Symboles de l’aliénation coloniale pour les uns, exemples de fidélité pour les autres, ces tirailleurs sénégalais, béninois, marocains... ont pris une part importante à tous les conflits du XXème siècle : Première et Seconde Guerre mondiale, Madagascar, Indochine, Algérie. Une histoire d’homme et de soldat.

Partenariat du Conseil Général de la Haute-Garonne, du FASILD et du CRL Midi-Pyrénées. Labellisation de l'AFAA.

Exposition disponible de 30 photographies grand format, 115/115 sur papier baryté, encadrées dans une caisse américaine en bois de couleur noir mat.
Galerie photo sur le site de l'auteur : http://www.philippe-guionie.com/pages/portraits/a-combattants_acc.html
Philippe Guionie

© http://www.philippe-guionie.com
Du vendredi 15 septembre 2006 au mardi 31 octobre 2006
Confluences - Maison des arts urbains - 75020 Paris
«Je n'ai pas voulu faire l'histoire du tirailleur sénégalais, encore moins l'épopée ; j'ai laissé libre cours à la rencontre», dit Philippe Guionie à propos de son travail sur les anciens combattants africains. Pendant cinq ans, du Sénégal au Bénin, ce «passeur de mémoire» s'est attaché à donner un visage à ces «illustres méconnus, symboles de l'aliénation coloniale pour les uns, exemples de fidélité pour les autres», partageant son temps entre l'acte photographique et le témoignage.
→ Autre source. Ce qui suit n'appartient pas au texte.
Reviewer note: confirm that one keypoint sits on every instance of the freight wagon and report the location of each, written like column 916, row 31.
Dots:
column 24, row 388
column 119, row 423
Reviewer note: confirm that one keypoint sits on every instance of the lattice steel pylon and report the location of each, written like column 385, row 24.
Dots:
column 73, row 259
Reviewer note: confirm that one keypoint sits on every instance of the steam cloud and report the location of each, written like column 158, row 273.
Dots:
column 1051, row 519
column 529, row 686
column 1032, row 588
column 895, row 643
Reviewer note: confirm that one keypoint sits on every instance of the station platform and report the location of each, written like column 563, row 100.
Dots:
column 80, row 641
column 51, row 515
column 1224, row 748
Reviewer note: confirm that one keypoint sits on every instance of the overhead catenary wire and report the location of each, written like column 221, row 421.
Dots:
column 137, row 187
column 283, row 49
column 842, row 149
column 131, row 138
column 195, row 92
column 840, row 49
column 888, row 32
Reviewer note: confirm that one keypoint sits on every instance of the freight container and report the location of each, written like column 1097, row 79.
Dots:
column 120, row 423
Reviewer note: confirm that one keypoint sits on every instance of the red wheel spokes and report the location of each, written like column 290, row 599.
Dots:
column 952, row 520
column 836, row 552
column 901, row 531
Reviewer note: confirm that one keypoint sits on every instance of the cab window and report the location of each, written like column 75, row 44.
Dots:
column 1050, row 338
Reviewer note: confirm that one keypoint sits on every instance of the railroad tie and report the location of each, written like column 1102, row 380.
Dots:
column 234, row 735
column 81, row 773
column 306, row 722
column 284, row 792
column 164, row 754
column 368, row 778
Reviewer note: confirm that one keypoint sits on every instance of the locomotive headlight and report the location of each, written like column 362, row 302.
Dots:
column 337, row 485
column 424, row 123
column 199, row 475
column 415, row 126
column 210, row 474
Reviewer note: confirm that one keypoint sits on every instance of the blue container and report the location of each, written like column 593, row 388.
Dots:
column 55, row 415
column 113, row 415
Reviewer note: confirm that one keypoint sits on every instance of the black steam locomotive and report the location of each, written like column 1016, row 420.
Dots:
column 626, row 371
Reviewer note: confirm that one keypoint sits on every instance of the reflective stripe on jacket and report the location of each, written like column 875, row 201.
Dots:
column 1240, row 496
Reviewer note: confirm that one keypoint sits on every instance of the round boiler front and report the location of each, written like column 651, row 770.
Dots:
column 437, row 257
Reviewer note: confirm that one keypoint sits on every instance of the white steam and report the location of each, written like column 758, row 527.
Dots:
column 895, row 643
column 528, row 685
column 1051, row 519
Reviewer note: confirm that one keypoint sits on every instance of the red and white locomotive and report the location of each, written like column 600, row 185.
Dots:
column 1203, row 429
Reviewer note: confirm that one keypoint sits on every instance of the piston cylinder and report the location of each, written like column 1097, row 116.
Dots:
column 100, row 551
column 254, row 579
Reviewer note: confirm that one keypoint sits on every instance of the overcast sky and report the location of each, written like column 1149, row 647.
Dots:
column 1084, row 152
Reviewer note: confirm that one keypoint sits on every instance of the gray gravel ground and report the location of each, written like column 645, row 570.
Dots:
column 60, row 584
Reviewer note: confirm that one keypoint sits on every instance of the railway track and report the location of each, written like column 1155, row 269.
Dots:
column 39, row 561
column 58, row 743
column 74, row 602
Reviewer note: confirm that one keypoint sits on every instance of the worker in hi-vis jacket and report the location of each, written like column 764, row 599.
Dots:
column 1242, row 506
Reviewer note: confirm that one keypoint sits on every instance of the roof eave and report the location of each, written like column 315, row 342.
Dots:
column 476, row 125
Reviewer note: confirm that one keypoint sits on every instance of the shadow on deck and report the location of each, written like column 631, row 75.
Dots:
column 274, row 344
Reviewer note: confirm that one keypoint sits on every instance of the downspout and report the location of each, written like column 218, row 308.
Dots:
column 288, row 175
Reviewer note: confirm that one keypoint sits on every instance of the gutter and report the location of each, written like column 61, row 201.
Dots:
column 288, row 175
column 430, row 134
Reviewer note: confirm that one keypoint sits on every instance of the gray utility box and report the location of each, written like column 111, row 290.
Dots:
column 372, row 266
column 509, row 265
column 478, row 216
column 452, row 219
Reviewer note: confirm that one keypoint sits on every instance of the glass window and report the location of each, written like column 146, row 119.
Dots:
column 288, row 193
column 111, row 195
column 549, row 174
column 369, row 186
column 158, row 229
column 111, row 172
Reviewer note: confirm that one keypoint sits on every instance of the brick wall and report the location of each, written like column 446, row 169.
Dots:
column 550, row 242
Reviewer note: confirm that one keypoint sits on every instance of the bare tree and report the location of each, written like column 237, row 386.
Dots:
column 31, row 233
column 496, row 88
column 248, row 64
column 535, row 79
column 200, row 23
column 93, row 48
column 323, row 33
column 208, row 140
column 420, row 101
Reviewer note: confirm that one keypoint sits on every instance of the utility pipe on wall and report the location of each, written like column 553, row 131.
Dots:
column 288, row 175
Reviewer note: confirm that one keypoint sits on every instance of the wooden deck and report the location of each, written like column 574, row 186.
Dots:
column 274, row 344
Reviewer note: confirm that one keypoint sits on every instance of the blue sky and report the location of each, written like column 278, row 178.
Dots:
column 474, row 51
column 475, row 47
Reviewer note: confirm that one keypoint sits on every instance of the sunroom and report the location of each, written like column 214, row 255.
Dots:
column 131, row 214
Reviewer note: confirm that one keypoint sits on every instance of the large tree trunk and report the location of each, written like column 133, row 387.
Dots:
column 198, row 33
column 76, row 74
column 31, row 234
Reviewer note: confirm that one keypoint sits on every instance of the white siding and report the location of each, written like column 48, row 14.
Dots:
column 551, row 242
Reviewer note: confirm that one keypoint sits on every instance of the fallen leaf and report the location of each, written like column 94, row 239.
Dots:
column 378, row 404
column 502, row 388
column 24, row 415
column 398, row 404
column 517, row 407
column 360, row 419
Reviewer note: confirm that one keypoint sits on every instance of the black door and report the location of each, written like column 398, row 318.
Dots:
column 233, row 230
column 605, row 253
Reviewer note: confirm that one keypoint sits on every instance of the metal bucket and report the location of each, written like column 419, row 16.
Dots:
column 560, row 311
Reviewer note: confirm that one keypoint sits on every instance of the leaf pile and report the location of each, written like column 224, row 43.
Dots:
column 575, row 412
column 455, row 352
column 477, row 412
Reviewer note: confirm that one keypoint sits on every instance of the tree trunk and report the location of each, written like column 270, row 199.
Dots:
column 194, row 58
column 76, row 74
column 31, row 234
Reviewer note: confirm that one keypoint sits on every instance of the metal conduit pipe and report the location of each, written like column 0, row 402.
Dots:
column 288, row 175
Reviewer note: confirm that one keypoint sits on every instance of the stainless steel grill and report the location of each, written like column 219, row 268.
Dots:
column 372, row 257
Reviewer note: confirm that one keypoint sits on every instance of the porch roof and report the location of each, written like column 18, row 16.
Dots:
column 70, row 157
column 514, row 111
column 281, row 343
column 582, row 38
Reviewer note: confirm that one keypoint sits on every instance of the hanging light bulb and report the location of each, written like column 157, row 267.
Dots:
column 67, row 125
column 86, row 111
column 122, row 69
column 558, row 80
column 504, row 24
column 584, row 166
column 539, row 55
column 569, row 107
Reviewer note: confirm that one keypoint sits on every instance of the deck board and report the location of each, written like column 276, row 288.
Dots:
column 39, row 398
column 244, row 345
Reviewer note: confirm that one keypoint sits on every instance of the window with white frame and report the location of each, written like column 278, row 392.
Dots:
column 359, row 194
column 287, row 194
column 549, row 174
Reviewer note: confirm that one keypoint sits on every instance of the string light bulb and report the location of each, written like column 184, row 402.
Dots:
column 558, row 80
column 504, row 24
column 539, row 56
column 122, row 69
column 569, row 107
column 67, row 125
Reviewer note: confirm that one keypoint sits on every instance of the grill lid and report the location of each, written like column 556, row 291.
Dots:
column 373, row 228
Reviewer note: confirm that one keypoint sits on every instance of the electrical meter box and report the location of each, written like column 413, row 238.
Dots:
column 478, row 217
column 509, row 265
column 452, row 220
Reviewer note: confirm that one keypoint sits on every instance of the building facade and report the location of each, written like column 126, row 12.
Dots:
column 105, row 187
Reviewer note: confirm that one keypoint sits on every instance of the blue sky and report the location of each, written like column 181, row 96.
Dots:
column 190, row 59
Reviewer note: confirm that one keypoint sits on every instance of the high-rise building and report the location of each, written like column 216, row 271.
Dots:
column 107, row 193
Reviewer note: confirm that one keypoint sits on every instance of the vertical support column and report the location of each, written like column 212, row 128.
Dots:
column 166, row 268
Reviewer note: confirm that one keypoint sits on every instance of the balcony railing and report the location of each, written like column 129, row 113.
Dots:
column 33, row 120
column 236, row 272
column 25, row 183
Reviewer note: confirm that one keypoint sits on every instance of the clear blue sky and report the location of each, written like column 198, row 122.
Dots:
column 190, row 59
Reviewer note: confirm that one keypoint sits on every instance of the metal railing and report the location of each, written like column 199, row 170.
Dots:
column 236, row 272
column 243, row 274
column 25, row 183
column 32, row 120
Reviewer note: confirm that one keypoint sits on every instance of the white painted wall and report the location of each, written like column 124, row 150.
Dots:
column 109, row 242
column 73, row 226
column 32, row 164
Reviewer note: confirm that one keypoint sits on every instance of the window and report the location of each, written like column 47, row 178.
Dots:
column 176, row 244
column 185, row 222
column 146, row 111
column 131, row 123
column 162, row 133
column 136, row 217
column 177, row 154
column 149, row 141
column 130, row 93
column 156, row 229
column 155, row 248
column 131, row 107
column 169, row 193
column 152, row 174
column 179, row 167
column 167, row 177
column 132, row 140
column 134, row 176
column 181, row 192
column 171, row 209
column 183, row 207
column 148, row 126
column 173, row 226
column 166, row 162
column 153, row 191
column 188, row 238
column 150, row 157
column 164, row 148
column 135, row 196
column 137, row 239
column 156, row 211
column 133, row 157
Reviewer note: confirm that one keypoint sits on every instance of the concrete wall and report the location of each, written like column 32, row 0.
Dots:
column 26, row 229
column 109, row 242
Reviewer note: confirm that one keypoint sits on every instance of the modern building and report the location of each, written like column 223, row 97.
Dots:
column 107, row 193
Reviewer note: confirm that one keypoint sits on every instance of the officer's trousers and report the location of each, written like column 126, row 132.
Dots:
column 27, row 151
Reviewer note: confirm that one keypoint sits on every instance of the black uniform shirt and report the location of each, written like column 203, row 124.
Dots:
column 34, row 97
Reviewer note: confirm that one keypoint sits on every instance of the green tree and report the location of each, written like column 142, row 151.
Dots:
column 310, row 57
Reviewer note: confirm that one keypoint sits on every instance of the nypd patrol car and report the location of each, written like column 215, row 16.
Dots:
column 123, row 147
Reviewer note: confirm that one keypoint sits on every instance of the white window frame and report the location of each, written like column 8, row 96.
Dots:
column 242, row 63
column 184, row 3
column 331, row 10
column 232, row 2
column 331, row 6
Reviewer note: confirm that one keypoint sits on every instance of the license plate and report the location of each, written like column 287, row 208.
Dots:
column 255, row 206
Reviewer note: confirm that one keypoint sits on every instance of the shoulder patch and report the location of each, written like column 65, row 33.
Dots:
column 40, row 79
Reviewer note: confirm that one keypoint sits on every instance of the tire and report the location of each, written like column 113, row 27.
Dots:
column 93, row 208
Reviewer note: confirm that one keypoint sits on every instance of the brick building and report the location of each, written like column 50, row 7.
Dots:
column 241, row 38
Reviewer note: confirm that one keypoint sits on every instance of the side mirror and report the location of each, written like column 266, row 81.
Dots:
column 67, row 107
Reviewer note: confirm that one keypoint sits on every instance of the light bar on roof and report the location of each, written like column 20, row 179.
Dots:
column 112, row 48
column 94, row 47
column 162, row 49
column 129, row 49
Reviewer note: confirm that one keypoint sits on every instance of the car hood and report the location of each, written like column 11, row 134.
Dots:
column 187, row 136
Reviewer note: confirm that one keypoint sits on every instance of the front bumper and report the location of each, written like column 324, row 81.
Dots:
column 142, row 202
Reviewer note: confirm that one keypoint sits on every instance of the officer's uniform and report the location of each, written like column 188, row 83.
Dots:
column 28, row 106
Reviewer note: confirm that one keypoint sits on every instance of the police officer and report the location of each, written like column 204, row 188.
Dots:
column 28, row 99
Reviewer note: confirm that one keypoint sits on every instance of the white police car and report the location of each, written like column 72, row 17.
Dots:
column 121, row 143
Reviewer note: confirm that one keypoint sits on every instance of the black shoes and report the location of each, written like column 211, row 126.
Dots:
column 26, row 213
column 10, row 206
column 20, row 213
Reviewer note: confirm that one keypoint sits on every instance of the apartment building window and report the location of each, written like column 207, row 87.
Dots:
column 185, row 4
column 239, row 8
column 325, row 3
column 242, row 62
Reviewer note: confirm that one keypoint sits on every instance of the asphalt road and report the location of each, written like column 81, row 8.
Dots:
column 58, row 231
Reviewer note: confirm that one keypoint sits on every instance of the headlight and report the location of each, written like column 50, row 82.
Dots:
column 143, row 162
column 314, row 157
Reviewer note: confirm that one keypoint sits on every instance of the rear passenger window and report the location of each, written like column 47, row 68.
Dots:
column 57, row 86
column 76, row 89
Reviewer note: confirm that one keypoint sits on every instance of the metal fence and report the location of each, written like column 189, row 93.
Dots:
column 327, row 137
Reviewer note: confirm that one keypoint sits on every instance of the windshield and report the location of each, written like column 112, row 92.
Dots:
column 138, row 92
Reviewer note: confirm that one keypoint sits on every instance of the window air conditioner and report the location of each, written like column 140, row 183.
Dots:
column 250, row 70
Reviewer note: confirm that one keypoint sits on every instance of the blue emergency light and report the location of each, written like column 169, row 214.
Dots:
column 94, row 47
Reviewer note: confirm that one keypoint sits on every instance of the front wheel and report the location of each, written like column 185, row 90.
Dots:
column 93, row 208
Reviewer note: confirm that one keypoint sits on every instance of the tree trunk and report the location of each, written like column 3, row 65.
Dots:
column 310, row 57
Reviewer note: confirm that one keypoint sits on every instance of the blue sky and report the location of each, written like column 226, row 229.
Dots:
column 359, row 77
Ses portraits sont bouleversants de simplicité parce qu'ils mettent en lumière le passé de ces hommes oubliés. Certains ont combattu pendant la seconde guerre mondiale, d'autres à Madagascar, en Indochine ou en Algérie, comme Bacary Biaye, né à Zinguichor en 1923, grièvement blessé lors d'une embuscade et qui est resté plus d'un an et demi à l'hôpital. Blessures physiques, souvenirs en désordre, prières pour les morts qui n'auraient pas dû mourir. Ainsi ceux qui furent mitraillés à Thiaroye, «terre du fratricide perpétré par des frères d'armes», comme l'écrit Gaston Kelman dans la préface du livre (et du CD), qui accompagne l'exposition.

Il y a aussi des instants légers, comme lorsque Ousmane Kassé raconte en riant la première fois où il «a mangé un civet au vin de rouge» dans le Midi de la France. «La photographie m'a appris la patience», conclut Philippe Guionie, qui s'apprête à poursuivre ces retrouvailles avec cette «histoire faite de personnes, de lieux, d'atmosphère et de sentiments». Prochaine étape : cet été, le 8 juillet à Arles, dans la cour de l'Archevêché, où ces portraits seront projetés dans le cadre des «Voix off».